We investigated the most efficient way to perform global lat/lon-to-utility lookups for our 2,642 configured utilities. By moving from raw GeoJSON to a Compacted H3 Binary Index, we achieved a 95% reduction in memory usage and near-instant startup times across all environments (Python, Node, Bun, and Browser).
- Total Utilities: 2,643
- Spatial Coverage: 2,642 utilities (99.9%) have valid service area maps (
map.geojson). - Missing Data: Only
ai-utilitylacks a polygon. - Lookup Bottleneck: Loading 2,600+ GeoJSON files into memory is too slow for request-time lookups and consumes excessive RAM.
We generated a global index at H3 Resolution 6 (avg. edge length ~3km).
- Raw Index Size: 1.8 million cells.
- Compacted Index Size: 306,790 cells (By leveraging H3's hierarchy to merge 7 children into 1 parent cell where coverage is identical).
- Format: A custom 3.2MB
.binfile containing a JSON header and rawu64(H3 ID) /u16(Utility Set ID) parallel arrays.
| Strategy | Lookup Speed | RAM Overhead | Load Time | Best For |
|---|---|---|---|---|
| JSON Index (Hash) | ~550k / sec | 63 - 87 MB | ~100ms | High-speed server-side |
| SQLite (B-Tree) | ~130k / sec | ~3.0 MB | < 5ms | Shared/Local DBs |
| Binary (mmap) | ~77k / sec | ~3.0 MB | < 5ms | Python microservices |
| Node.js (TypedArray) | 600k / sec | ~6.0 MB | < 5ms | Node/Bun High-throughput |
| Rust / WASM | ~1M / sec | ~3.2 MB | < 5ms | Browser / Mobile / Edge |
- Memory Efficiency: The jump from JSON strings to raw binary integers (
u64) provided a 20x - 30x memory improvement. - GC Performance: By using Memory Mapping (
mmap) in Python or TypedArrays in JS, we moved the index data off-heap.

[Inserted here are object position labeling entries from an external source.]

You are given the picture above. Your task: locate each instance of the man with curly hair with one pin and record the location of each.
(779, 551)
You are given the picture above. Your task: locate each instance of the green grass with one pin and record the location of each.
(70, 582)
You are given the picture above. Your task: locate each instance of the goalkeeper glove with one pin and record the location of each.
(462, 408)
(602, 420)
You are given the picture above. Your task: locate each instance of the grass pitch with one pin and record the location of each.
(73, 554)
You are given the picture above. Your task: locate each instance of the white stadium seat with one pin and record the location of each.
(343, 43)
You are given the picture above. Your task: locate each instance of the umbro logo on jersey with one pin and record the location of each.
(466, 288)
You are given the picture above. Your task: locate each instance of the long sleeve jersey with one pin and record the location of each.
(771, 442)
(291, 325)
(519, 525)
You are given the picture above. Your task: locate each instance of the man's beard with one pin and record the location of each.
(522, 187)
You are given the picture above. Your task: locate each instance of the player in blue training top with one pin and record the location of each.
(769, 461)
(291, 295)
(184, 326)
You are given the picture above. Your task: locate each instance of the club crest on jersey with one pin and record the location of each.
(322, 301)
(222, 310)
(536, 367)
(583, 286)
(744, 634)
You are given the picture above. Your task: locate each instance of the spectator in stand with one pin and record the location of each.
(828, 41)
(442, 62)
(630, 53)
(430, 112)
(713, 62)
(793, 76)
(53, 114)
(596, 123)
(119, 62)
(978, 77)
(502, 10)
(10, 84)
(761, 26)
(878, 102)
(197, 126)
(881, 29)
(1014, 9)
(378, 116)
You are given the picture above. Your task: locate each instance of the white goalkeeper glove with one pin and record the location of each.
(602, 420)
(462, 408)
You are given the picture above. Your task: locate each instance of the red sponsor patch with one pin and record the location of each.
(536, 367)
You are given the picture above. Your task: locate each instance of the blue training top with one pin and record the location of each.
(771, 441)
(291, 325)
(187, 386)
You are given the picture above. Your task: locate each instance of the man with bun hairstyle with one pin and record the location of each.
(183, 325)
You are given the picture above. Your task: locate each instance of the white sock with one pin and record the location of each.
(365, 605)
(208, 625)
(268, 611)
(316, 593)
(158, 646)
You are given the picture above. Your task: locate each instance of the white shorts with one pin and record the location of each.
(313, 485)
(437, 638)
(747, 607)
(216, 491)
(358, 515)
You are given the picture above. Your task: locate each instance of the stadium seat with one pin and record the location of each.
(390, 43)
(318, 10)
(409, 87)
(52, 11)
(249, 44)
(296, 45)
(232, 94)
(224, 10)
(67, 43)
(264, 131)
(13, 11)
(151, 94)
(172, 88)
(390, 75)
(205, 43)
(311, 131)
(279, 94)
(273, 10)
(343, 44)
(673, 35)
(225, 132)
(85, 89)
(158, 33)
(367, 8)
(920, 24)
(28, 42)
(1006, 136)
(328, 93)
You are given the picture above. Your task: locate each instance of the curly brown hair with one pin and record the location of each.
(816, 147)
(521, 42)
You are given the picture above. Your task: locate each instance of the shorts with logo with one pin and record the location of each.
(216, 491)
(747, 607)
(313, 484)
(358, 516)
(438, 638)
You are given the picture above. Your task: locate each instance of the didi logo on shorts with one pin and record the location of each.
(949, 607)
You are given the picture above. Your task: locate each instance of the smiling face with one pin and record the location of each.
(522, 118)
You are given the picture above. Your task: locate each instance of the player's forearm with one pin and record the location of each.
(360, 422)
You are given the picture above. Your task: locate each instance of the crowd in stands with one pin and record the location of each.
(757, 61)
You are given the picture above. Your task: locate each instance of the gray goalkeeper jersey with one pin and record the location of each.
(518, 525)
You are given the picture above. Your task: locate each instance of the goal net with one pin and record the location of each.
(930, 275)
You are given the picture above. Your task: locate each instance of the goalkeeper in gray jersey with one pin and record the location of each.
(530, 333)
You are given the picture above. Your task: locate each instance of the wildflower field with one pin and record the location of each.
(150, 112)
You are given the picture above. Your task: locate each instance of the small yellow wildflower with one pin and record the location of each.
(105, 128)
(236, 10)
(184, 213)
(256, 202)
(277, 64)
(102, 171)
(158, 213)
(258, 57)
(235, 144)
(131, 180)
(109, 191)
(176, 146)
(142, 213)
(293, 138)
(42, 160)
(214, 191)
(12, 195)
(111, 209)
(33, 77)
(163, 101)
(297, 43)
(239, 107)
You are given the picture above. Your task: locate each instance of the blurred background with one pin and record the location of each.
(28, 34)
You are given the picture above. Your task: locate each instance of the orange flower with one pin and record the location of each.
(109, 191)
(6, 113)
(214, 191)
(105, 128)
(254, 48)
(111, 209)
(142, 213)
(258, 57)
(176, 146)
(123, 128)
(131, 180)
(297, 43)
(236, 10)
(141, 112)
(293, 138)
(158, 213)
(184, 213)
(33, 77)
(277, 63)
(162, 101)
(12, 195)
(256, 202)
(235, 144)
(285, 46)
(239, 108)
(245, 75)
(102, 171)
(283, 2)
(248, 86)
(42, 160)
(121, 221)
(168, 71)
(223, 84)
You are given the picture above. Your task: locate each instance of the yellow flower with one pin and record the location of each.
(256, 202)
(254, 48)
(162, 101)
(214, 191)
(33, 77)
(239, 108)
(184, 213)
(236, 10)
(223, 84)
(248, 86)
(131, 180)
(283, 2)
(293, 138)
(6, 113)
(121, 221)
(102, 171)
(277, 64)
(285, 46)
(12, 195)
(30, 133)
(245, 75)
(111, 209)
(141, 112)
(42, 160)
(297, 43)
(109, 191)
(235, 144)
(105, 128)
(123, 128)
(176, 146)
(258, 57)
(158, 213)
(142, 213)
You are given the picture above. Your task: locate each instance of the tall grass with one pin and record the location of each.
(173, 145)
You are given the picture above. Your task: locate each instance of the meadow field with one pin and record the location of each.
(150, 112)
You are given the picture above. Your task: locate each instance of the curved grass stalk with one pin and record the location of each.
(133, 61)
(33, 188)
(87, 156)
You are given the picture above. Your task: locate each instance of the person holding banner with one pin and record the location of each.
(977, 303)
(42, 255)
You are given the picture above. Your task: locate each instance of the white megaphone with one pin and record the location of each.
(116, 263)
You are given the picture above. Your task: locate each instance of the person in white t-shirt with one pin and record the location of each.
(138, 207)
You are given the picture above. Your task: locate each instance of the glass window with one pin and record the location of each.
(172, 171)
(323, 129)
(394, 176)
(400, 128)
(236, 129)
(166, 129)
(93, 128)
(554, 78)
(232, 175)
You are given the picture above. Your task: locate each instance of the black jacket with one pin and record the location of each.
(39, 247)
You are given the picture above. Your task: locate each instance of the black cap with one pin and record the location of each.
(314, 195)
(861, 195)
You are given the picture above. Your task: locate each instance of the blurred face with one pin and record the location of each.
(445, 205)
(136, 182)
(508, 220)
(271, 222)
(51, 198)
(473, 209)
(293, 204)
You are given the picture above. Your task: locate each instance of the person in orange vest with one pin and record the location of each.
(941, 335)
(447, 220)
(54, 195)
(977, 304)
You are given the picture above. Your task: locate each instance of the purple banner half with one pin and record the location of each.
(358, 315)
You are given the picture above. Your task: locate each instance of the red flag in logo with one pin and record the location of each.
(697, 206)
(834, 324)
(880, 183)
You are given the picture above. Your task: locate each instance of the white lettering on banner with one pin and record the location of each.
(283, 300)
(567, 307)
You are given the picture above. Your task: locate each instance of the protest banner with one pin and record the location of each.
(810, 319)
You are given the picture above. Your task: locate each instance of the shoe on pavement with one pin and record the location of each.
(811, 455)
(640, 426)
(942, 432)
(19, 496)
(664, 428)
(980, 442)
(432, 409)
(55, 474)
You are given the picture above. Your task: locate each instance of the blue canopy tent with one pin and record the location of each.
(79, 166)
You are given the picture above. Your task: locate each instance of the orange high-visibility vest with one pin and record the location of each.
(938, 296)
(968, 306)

This tells the Garbage Collector to ignore the 3MB index entirely, preventing GC pauses and "jank" in high-concurrency environments. - Cross-Platform Portability: We successfully implemented a Rust/WASM engine that performs lookups in ~1 microsecond using the same 3.2MB binary file. This allows us to use the exact same lookup logic in a React frontend, a Python backend, or a Node worker.
- File Format: Use the generated
utility_map.bin(3.2MB). - Client-Side: Use the WASM lookup engine.
- Server-Side: Use the Node.js TypedArray approach or Python mmap for zero-copy, shared-memory lookups across multiple worker processes.